# Who is this fish?



## ilikefishies (Apr 29, 2008)

Could someone please help me identify my cichlid? Also is this a male or female?










Thanks,

Jon


----------



## a7oneal (Dec 30, 2004)

Metriaclima callainos


----------



## noki (Jun 13, 2003)

Cobalt Zebra, Metriaclima callainos, probably male


----------



## dielikemoviestars (Oct 23, 2007)

I believe his name is George.


----------



## ilikefishies (Apr 29, 2008)

I also believe that he probably doesn't speak english because he doesn't listen to a word I say!!


----------



## ilikefishies (Apr 29, 2008)

So how big should he be for about 8 months of owning him? The closest that I can tell he is about 3" from end to end. Does he look healthy, proper coloring and all?

Jon

While I was out tonight I decided to get a few more tankmates for him. I bought two more callainos, one yellow and one albino. I also bought an acei but I'm not exactly sure what kind. I couldn't resist as he is beautiful. He is a dark blue with a yellow top fin. I am concerned about the acei being compatible but so far everything seems okay. I am kind of experimenting with a tank setup that incorporates some hiding areas for these guys. I have another concern about the size differences between the three new fish (all around 1") and my existing cobalt. Will I have to worry about the size difference or is it not too big of a deal if they are all compatible fish? Hopefully the fish police don't yell at me too much if the acei isn't quite a match but I am obsessed with ciclids right now and just could not wait to get some!


----------



## dielikemoviestars (Oct 23, 2007)

You might want to post this in the Malawi forum, but you'll get the following questions:

What's the new/current stock list?
How big is the tank (dimensions)?

And are you saying the new callainos are yellow and albino? Because those don't exist. Or do you mean 2 cobalts, a yellow fish, and an albino fish (4 total)?

Generally, you want to have 1m/3+f of each species (Electric Yellows and Aceis, the ratio is less important as they're monomorphic). As long as the callainos is well fed and can't easily snack on the newbies, they should be fine.


----------



## lovemycichlids805 (Apr 11, 2008)

Personally I think she looks like a female.

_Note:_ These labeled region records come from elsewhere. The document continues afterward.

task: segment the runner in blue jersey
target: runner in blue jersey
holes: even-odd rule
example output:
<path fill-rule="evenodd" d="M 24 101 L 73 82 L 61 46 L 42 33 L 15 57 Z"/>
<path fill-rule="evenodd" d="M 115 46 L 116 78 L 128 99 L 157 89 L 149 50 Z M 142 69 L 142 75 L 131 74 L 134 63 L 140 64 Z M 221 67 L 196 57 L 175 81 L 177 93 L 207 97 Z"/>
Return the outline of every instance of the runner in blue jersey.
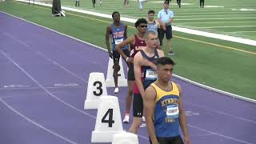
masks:
<path fill-rule="evenodd" d="M 116 50 L 116 46 L 127 38 L 127 26 L 120 22 L 120 14 L 118 11 L 114 11 L 112 14 L 112 18 L 114 22 L 106 27 L 106 46 L 109 52 L 109 55 L 114 60 L 114 81 L 115 85 L 115 89 L 114 93 L 118 93 L 118 71 L 120 70 L 119 58 L 120 54 Z M 112 41 L 112 50 L 110 46 L 110 37 L 111 37 Z M 125 45 L 122 48 L 122 51 L 128 57 L 130 54 L 130 50 L 128 46 Z"/>
<path fill-rule="evenodd" d="M 170 80 L 174 62 L 168 57 L 157 61 L 158 79 L 145 91 L 144 108 L 151 144 L 191 144 L 180 86 Z"/>

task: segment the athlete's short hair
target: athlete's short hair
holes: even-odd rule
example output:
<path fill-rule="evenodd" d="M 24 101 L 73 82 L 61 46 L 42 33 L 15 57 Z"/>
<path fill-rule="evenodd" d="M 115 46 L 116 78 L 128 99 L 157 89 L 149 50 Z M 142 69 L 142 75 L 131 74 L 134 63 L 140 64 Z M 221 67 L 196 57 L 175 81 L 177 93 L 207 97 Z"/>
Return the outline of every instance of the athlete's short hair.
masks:
<path fill-rule="evenodd" d="M 135 27 L 138 26 L 140 24 L 145 23 L 147 24 L 147 21 L 145 18 L 139 18 L 135 22 Z"/>
<path fill-rule="evenodd" d="M 175 65 L 175 62 L 169 57 L 162 57 L 157 61 L 157 66 Z"/>
<path fill-rule="evenodd" d="M 114 17 L 114 14 L 120 14 L 120 13 L 118 12 L 118 11 L 114 11 L 113 13 L 112 13 L 112 18 Z"/>
<path fill-rule="evenodd" d="M 154 14 L 154 11 L 153 10 L 149 10 L 149 11 L 147 12 L 147 14 L 151 14 L 151 13 Z"/>
<path fill-rule="evenodd" d="M 158 34 L 157 34 L 156 32 L 153 31 L 153 30 L 148 30 L 148 31 L 146 31 L 146 32 L 145 33 L 144 38 L 145 38 L 146 39 L 148 39 L 150 34 L 157 35 Z"/>

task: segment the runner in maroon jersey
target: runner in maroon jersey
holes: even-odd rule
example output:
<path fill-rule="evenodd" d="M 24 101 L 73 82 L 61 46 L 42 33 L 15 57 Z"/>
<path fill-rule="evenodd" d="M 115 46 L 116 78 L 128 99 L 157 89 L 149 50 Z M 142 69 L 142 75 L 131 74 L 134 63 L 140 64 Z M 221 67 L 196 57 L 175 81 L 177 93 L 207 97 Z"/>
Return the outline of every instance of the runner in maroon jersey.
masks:
<path fill-rule="evenodd" d="M 116 46 L 116 50 L 122 55 L 123 59 L 126 60 L 129 70 L 128 70 L 128 94 L 126 96 L 126 115 L 123 119 L 124 123 L 129 123 L 130 118 L 130 109 L 132 102 L 133 90 L 135 83 L 135 78 L 134 73 L 134 55 L 142 48 L 146 47 L 146 42 L 144 40 L 144 34 L 146 32 L 147 21 L 144 18 L 139 18 L 135 22 L 135 27 L 137 29 L 137 34 L 128 38 L 122 42 L 119 43 Z M 130 46 L 130 57 L 127 57 L 125 53 L 122 50 L 122 47 L 126 45 Z M 151 64 L 151 63 L 150 63 Z"/>

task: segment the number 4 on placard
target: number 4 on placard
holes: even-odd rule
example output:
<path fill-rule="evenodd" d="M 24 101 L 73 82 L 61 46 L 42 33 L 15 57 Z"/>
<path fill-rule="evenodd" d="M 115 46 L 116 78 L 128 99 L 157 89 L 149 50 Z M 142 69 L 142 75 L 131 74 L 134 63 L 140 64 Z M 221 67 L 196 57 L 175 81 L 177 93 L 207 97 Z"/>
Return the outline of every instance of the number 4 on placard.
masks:
<path fill-rule="evenodd" d="M 106 117 L 108 114 L 110 114 L 109 119 L 106 120 Z M 113 123 L 114 123 L 114 121 L 113 120 L 113 109 L 109 109 L 106 111 L 106 113 L 105 114 L 105 115 L 103 116 L 103 118 L 102 119 L 102 123 L 108 123 L 109 127 L 112 127 Z"/>

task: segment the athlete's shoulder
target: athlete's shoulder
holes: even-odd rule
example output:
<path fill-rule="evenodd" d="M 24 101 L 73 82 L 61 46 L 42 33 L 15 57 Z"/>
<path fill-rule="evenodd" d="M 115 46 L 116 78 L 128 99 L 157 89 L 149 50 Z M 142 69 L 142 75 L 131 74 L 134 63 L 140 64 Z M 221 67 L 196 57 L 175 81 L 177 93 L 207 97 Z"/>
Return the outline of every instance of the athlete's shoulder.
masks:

I have both a male and a female metriaclima callainos and they are both beautiful fish. Have fun!


----------



## MalawiLover (Sep 12, 2006)

dielikemoviestars said:


> I believe his name is George.


I was thinking he looked more like a Mario :lol:

Very nice cobalt you have there. It is getting hard to find ones og that quality in LFS.

I am going with - probably a male. My females have much more rounded anal fins.


----------